Researchers from Massachusetts General Hospital, in collaboration with scientists from the Genzyme Corporation, have identified a potential treatment for a chronic lung disease affecting premature infants. In a study to appear in the American Journal of Physiology - Lung Cellular and Molecular Physiology, which has received early online release, the scientists find that the activity of transforming growth factor-beta (TGF-beta, a protein that controls many essential cellular functions) is elevated in the lungs of an animal model of bronchopulmonary dysplasia and that treatment with an antibody to TGF-beta both decreased the growth factor's activity and improved lung development.
"Our findings show for the first time that TGF-beta is a major player in causing bronchopulmonary dysplasia and that inhibiting its activity in the injured newborn lung may decrease the severity or incidence of this disease," says Jesse Roberts Jr., MD, of the MGH departments of Anesthesia and Pediatrics and the Cardiovascular Research Center, the paper's senior author. "Since bronchopulmonary dysplasia is the most significant lung disease of premature infants, these results are very exciting."
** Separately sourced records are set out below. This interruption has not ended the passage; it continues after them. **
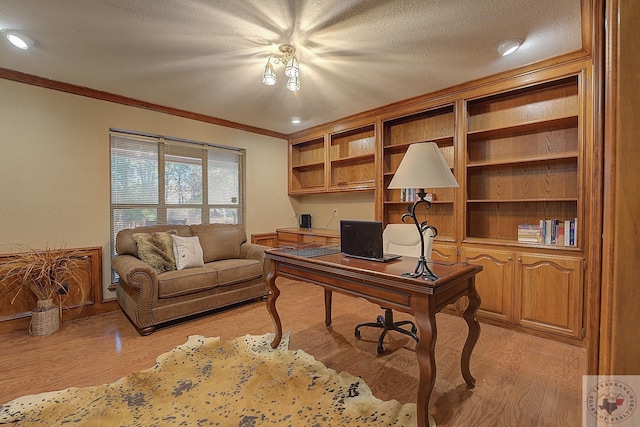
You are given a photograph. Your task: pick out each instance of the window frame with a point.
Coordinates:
(162, 207)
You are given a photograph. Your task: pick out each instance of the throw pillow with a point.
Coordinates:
(153, 250)
(188, 252)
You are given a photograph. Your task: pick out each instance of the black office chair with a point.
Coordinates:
(399, 239)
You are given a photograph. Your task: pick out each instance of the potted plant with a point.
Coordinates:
(47, 274)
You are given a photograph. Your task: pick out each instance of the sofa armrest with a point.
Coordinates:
(255, 251)
(137, 290)
(127, 266)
Bronchopulmonary dysplasia (BPD) affects about 15 percent of premature infants, resulting in chronic lung disease in 10,000 to 20,000 infants in the U.S. each year, and is often caused by the mechanical ventilation and oxygen therapy required for their survival. Since BPD is more common in the most premature infants -- affecting nearly 65 percent of those with a birth weight less than 1 pound, 10 ounces -- its incidence has increased as more of the tiniest infants are surviving. The lung damage produced by BPD is usually chronic, requiring long-term treatment and frequently affecting growth and neurological development. BPD is second only to asthma as the most costly disease of children in the U.S., and infants with BPD who survive can have lung disease into adulthood.
Previous studies have shown that TGF-beta helps regulate early fetal lung development, but its direct role in the maturation of pulmonary structures disrupted by BPD has not been known. Since research at other centers has suggested that elevated TGF-beta levels might interfere with later lung development, the MGH-led team investigated that possibility and its potential relationship to BPD. A group of pregnant mice received injections of either an antibody against TGF-beta or a control substance a few days before giving birth. Their offspring were housed in either normal air or 85 percent oxygen, a concentration known to cause BPD in mice, for 10 days after birth.
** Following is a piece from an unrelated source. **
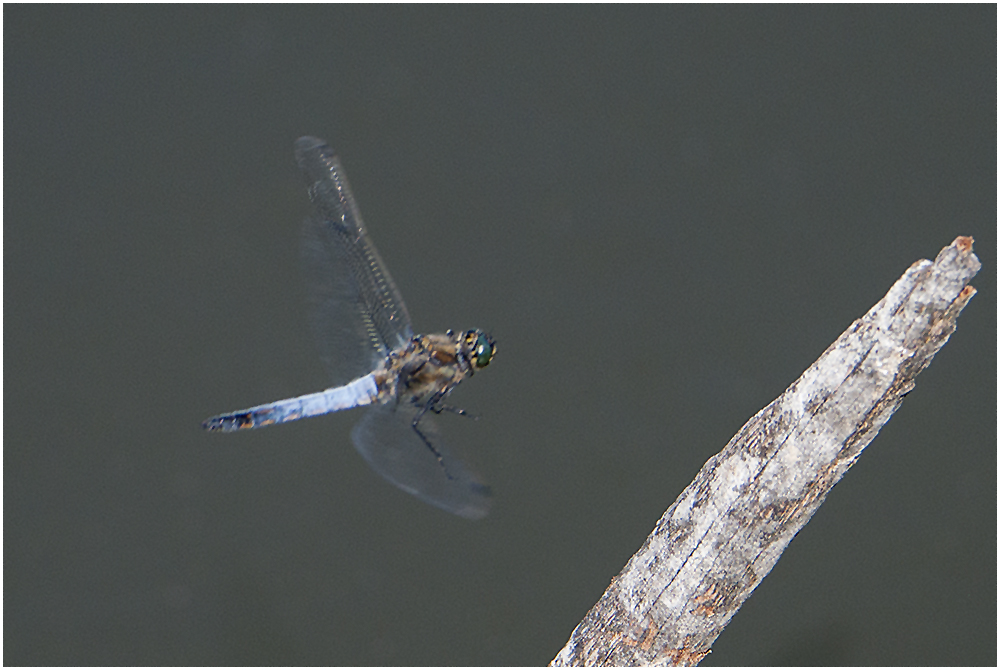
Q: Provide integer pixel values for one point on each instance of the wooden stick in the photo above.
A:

The newborn mice exposed to high oxygen levels without the neutralizing antibody treatment were found to have elevated TGF-beta activity in the peripheral regions of their lungs. Those mice also had incomplete development of the lung structures called alveoli and the tiny pulmonary blood vessels where gases are exchanged between the airway and the bloodstream, a deficit typically seen in BPD. The mice that also received the TGF-beta neutralizing antibody had significantly lower levels of growth factor activity and much more normal lung development.
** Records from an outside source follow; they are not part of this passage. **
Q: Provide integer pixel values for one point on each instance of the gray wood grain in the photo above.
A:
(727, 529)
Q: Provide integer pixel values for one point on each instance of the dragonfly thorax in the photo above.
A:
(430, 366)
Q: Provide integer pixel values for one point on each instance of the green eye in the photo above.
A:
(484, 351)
Moreover, the improved lung development of the mice exposed to high levels of oxygen and treated with the neutralizing antibody was also associated with improved body growth. Those mice grew at a rate virtually identical to that of the animals that breathed normal air. Mice not treated with the antibody and exposed to elevated oxygen weighed 30 percent less than the air-breathing control group did at 10 days old.
"These findings need to be confirmed in other models of this disease, and the treatment's safety needs to be evaluated before we can plan a clinical trial, but it's quite possible that this therapy will help us treat these very sick babies," Roberts says. "It also is not far-fetched that TGF-beta-neutralizing therapies might have therapeutic potential in other human diseases. Studies are underway right now at our center and several others to evaluate that possibility." Roberts is an associate professor of Anaesthesia (Pediatrics) at Harvard Medical School and a neonatologist and pediatric anesthesiologist at the MassGeneral Hospital for Children.
The use of TGF-beta antibody to treat BPD was co-invented by Roberts and study co-author James Streisand, MD, an MGH anesthesiologist and clinical scientist at Genzyme Corporation; and the invention has been patented by the MGH and Genzyme. Additional co-authors of the study are first authors Hidekiko Nakanishi, MD, and Takahiro Sigiura, MD, PhD, of MGH Anesthesia and the CVRC, and Scott Lonning, PhD, of Genzyme.
The study was supported by a Genzyme -- Partners HealthCare Award for Translational Research.